Angeführt vom Obmann der Bundeskurie der niedergelassenen Ärzte, Dr. Edgar Wutscher, stellen die Bundesland-Vertreter eine vernichtende Diagnose aus: „In allen Bundesländern spitzen sich die Verhältnisse zu. Die Österreichische Gesundheitskassa ist in einigen Bundesländern als Verhandlungspartner nichtexistent.“
Hier sind die wichtigsten Aussagen in Schlagworten:
Dr. Edgar Wutscher, Bundeskurie: „Wenn sich die Politik zum solidarischen Gesundheitssystem bekennt, dass muss sie dieses auch finanzieren. Dies ließe sich ermöglichen durch eine verbindliche Patientenlenkung – wie sie uns seit 20 Jahren, seit Einführung der E-Card, fehlt. Wir können es uns nicht mehr leisten, dass Patientinnen und Patienten auf Eigeninitiative beliebige Ebenen des Gesundheitssystems in Anspruch nehmen.“
Dr. Dietmar Bayer, Steiermark: „Unser Gesundheitssystem ist immer noch auf acht Millionen Einwohner ausgelegt, wie Anfang der 2000er Jahre. Inzwischen haben wir mehr als neun Millionen Einwohner, aber immer noch fast dieselbe Zahl an Kassenärztinnen und -ärzten. Diese konstante Zahl muss immer mehr leisten – das zeigt die steigende Zahl der e-Card-Konsultationen.

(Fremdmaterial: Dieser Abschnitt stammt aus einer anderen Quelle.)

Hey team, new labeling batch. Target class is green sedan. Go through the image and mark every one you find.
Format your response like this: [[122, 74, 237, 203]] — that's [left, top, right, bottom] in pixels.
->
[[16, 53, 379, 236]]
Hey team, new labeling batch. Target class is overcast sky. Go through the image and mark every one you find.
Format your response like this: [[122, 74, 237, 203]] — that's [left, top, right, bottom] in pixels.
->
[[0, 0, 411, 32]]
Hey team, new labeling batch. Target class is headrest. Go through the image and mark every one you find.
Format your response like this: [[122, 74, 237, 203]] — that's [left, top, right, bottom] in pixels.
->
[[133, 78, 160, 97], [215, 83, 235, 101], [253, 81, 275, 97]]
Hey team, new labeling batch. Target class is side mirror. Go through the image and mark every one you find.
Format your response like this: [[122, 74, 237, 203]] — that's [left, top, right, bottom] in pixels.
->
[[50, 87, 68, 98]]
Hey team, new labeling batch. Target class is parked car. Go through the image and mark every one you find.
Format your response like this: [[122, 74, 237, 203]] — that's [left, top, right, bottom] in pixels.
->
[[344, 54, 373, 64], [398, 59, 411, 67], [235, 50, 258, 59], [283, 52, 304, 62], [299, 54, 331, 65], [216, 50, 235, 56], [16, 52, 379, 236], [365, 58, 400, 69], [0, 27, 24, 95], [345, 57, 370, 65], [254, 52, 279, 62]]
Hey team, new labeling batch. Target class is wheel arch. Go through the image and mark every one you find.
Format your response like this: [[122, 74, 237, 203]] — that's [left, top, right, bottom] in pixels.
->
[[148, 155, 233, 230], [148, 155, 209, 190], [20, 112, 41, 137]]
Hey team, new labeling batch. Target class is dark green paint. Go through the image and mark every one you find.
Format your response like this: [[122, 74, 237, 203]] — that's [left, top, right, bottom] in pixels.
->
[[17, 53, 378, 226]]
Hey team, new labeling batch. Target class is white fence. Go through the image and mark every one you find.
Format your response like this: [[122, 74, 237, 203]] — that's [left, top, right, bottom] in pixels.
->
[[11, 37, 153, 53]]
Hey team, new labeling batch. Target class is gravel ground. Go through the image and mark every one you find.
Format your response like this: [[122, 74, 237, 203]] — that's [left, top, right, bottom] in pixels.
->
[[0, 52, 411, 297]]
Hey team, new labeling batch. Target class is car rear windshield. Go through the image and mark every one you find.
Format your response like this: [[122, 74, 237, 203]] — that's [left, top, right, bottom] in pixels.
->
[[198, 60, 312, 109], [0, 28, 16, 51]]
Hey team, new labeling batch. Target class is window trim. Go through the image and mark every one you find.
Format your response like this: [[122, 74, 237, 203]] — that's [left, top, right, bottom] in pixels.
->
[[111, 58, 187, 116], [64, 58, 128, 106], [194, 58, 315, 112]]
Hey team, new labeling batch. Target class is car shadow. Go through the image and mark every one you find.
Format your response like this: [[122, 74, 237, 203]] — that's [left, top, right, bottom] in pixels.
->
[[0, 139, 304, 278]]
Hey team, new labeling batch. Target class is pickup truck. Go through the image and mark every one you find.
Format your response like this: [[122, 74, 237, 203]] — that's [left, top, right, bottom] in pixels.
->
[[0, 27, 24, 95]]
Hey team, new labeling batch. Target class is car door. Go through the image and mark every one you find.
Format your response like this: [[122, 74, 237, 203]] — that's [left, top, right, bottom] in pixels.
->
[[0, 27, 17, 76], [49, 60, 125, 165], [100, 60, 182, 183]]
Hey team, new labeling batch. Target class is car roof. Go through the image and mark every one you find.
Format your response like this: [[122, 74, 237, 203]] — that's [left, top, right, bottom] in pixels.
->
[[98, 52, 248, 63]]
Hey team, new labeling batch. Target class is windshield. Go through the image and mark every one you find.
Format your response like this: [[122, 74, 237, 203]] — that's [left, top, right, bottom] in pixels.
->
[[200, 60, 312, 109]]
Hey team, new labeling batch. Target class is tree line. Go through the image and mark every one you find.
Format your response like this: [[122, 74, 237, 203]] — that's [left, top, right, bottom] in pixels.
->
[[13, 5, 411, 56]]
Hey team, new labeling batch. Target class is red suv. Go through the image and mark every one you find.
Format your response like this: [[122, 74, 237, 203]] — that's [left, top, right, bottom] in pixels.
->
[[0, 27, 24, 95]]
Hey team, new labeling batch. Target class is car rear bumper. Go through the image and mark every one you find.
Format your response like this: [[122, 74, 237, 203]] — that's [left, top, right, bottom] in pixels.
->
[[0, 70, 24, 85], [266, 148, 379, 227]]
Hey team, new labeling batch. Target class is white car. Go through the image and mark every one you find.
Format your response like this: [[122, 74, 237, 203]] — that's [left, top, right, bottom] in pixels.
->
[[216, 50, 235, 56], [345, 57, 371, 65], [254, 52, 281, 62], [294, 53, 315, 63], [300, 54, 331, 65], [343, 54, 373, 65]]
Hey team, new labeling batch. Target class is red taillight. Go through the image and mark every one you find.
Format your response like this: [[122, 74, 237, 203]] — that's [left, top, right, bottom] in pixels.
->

Dazu kommt eine völlig verpfuschte Kassenreform.“
ÖÄK
Dr.in Naghme Kamaleyan-Schmied, Wien: „Wir befinden uns seit Jahren in einer Abwärtsspirale. Unser Gesundheitssystem zerbricht unter der Last. Die „3-Minuten-Medizin“ ist im Kassensystem längst Realität. Ärzte und Ärztinnen sind durch den Zeitdruck am Limit. Die Kassenmedizin muss aufgewertet werden. Wir brauchen faire Honorare und die Möglichkeit, moderne medizinische Leistungen in den Ordinationen anzubieten.“
Dr. Christoph Fürthauer, Salzburg: „Das Kassensystem wird attraktiver, wenn es flexibler wird. Neben der klassischen Einzelordination soll es auch möglich sein, Gruppenpraxen, Job-Sharing-Modelle und interdisziplinäre Zusammenarbeit zu fördern. Primärversorgungszentren sind eine Möglichkeit, aber im ländlichen Raum könnten auch Ärzte-Netzwerke eine Lösung bieten. Für Kassenärzte sollte auch Teilzeit möglich sein.“
Dr. Max Wudy, Niederösterreich: „Hausärzte am Land sollten Medikamente an ihre Patienten abgeben können. Das würde den Patienten enorm helfen und Landarzt-Praxen attraktiver machen.“
Dr. Michael Schriefl, Burgenland: „Wir Kassenärzte haben immer weniger Zeit für immer mehr Patienten. Wir dürfen leider nach wie vor nicht alle Medikamente nach unserer medizinischen Expertise verschreiben. Die chef- und kontrollärztliche Bewilligung ist eine unnötige Belastung. Während der Pandemie konnten wir alle Medikamente direkt verordnen – die Befürchtung, dass damit teure Medikament schneller verordnet werden, erwies sich als unbegründet.